Zan Mitrev, a top specialist in the field of cardiovascular surgery, was born on January 11, 1961, in Stip, Yugoslavia, now Republic of North Macedonia. Through the years, many surgeries, many successes, many awards, many participations in world- renowned scientific gatherings followed. As a result of that, as early as in 2002, his significant role in the development of healthcare was recognized, and he was accepted for a member of the Plato Academy. With all novelties he introduced in the system of the Macedonian healthcare, he became a promoter of the progress of medicine not only professionally, but also organizationally. The Academician has participated in many scientific and professional events around the world. He is an active member of many international professional associations. With his characteristics of a great expert, a humanist and a visionary in the field of medicine, on January 17, 2018 Dr. Zan Mitrev became a worthy member of the European Academy of Sciences, Arts and Literature. His main goal and mission is to develop humanism and through the development of medicine to contribute for his people and the humanity. He is also President of the Scientific Committee of Academia Balkanica Europeana.
“The greatest danger in times of turbulence is not the turbulence. It’s to act with yesterday’s logic.” Peter Drucker
The pandemic has irreversibly changed the way we perceive life and our daily priorities. Will we ever go back to our former way of life and the plans we had for the future? It is only natural for us to be haunted by these existential issues, because we are all human beings and as such, we witness reactions to the pandemic on several levels simultaneously: globally, nationally, locally, but also on a personal level within our collective or family.

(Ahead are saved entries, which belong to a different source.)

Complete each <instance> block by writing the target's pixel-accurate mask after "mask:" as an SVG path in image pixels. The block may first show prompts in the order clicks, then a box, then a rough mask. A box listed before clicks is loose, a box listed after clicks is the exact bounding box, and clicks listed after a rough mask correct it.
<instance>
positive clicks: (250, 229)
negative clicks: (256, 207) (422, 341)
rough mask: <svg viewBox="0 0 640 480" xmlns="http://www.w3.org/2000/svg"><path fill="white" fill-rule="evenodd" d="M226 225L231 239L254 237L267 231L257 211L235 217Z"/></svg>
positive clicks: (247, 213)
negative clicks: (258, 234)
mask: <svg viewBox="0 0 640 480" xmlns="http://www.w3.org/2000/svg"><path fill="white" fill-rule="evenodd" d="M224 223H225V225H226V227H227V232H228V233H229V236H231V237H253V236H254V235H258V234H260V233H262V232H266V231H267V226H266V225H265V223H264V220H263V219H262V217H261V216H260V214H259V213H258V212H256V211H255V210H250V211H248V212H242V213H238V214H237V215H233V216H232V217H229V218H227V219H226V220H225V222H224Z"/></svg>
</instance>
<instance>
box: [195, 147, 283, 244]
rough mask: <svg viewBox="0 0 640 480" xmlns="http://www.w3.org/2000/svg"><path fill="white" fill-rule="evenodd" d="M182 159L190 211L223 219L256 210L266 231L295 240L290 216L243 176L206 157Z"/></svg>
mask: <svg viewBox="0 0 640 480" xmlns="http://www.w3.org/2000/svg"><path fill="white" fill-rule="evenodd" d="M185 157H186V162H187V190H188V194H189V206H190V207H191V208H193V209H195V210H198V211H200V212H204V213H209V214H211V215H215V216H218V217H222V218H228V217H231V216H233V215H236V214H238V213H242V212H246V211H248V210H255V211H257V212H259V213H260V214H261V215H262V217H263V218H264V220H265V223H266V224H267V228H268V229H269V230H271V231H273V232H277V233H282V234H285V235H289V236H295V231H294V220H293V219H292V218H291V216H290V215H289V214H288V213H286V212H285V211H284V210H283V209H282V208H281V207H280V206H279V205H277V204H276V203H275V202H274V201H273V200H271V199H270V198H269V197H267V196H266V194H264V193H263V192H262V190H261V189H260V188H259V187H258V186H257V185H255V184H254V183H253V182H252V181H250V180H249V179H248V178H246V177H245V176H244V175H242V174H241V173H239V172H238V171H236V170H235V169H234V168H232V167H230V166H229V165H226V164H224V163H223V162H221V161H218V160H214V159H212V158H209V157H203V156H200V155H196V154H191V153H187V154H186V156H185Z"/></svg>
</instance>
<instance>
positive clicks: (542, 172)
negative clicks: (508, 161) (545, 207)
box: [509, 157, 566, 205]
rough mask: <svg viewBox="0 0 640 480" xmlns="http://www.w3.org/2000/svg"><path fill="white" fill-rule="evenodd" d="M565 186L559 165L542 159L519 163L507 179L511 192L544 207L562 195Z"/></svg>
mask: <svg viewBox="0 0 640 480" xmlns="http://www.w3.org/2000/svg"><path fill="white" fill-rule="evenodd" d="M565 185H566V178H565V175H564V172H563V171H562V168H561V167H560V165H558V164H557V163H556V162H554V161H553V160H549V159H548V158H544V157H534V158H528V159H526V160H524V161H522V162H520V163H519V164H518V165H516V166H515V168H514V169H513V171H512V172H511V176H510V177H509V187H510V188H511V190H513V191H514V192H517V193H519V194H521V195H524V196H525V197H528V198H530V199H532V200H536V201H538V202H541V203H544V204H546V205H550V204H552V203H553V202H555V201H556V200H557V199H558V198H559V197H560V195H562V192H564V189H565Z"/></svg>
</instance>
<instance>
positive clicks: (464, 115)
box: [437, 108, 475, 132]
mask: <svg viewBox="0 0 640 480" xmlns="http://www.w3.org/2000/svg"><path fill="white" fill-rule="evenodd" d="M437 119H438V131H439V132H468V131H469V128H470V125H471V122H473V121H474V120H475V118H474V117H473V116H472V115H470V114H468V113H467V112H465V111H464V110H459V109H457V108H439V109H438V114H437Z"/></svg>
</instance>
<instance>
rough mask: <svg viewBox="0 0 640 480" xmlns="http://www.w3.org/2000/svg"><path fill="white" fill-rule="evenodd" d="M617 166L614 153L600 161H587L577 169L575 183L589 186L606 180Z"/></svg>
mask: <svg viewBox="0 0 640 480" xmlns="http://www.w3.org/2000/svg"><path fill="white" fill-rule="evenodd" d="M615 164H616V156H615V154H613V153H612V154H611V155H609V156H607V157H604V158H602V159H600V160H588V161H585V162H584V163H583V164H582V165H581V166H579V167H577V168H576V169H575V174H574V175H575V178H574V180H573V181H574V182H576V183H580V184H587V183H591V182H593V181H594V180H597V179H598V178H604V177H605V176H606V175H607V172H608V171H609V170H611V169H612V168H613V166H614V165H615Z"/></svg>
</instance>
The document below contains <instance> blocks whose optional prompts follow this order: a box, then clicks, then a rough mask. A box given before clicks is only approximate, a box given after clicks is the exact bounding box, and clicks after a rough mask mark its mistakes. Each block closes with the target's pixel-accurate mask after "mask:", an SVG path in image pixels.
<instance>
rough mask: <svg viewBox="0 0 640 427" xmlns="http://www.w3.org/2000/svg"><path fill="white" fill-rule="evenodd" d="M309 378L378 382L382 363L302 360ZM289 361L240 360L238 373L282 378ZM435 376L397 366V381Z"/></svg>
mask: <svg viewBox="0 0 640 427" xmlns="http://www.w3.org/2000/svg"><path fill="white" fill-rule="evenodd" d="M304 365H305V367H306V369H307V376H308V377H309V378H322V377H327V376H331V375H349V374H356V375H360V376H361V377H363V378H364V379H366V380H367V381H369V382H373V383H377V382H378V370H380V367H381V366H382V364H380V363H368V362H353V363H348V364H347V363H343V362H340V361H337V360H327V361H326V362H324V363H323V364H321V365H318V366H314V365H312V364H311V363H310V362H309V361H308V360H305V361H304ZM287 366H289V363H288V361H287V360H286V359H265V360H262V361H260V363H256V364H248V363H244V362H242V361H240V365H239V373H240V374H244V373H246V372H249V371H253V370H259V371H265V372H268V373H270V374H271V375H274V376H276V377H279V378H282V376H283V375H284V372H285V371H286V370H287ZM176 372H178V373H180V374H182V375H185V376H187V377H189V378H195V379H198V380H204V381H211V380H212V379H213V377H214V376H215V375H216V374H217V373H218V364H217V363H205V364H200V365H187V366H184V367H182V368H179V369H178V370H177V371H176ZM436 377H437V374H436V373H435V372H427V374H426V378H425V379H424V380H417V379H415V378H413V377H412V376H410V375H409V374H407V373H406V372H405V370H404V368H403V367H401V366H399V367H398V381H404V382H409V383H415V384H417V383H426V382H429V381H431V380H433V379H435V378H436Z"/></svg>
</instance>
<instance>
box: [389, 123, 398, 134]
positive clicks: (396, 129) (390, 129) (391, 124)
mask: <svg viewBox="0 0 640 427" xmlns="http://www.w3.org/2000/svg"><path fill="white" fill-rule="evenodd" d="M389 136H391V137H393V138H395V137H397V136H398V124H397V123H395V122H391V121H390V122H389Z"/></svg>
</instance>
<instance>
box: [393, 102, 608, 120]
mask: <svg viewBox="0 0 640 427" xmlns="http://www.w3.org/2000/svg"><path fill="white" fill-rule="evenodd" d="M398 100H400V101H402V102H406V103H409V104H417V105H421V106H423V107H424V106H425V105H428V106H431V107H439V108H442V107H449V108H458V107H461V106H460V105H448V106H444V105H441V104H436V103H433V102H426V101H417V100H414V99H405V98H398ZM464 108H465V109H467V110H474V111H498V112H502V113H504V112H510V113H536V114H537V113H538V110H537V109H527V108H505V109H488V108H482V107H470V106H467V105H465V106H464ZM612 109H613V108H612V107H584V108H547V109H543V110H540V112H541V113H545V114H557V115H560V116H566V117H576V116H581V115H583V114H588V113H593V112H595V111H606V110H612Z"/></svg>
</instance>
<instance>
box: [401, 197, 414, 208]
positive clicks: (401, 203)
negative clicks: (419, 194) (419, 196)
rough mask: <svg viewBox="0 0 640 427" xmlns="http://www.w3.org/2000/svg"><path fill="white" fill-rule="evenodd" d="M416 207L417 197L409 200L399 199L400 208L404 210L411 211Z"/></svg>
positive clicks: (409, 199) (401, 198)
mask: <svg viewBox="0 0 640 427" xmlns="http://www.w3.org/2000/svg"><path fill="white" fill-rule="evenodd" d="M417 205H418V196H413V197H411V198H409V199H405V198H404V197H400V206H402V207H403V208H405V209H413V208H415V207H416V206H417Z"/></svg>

If we recall Albert Camus’ “The Plague”, published in 1947, in which he talks about living in isolation during the plague epidemic, I am positive that this aspect of existentialism will now take on a completely different meaning. The role of the doctor in this piece constantly shows that they are playing their role, as an excuse for their actions. However, from today’s perspective, this offers another opportunity, which is not to justify their actions, but to set the basis for being authentic in playing their own role.
I am not just a doctor, I am also the owner of a hospital, I am a leader. My role is manifold and requires the inevitable unification and use of different skills.
From this perspective, we all must agree that the role of a leader includes everyone in a certain way.
When talking about business leaders, their role has dramatically changed in the past few months. Prior to Corona, Executive Directors and the rest of the Managers focused on adopting innovations, increasing sales, and conquering larger market shares.
Nowadays most of them have to make rapid decisions in order to be able to control the costs and maintain financial liquidity. They are hard pressed to overcome previously non-existent obstacles such as changes in the supply chain, decimation of their teams and operational challenges that drastically alter the focus of priorities. At the same time, together with their employees, they face health and safety concerns, work from home, but also have to provide support for their families in times of a pandemic. This is not a simple transition, a shift from one role to another, but we utilize all our work experience to apply some of the principles that are practiced in cardiovascular surgery, and those are making rapid decisions.
It is well known that true leadership does not come to the fore when “the ship sails in calm waters”, it is quite the contrary. It is during hard times when the “hero” within us is revealed. There is no user manual to be applied in times of crisis because each one comes with unique characteristics and requires a different approach from previous crisis. There is no time for prior preparations.
But what does not change is that the people on the team expect calmness and confidence from their leader. Panic is easily spread, so you must control the situation. You must not react emotionally, but deliberately.
In times of crisis, nothing is more important than caring for your employees. You need to put yourself in their shoes. People need someone to rely on and not someone that requires comforting. You also have to remain positive and realistic. The line of balance is very thin, and the chaos needs to be kept under control. This includes quick delegation of tasks, as everyone needs to be involved.
A quick risk assessment must also be conducted, and a decision made about which next steps should be taken.
Clear and detailed communication is essential. Everyone should be informed about the new goals and next steps.
Sounds impossible? It is not.
The Chinese word for “crisis” contains two signs, one denoting danger and the other opportunity.
One must stay positive, and this is really one of the things that are easier to be said than to be done. I am not talking about blind optimism here, but simply about keeping in mind that each crisis will pass. We should not avoid or ignore it; we should simply use it as a springboard for further change. Crisis is always an opportunity to take responsibility and do better.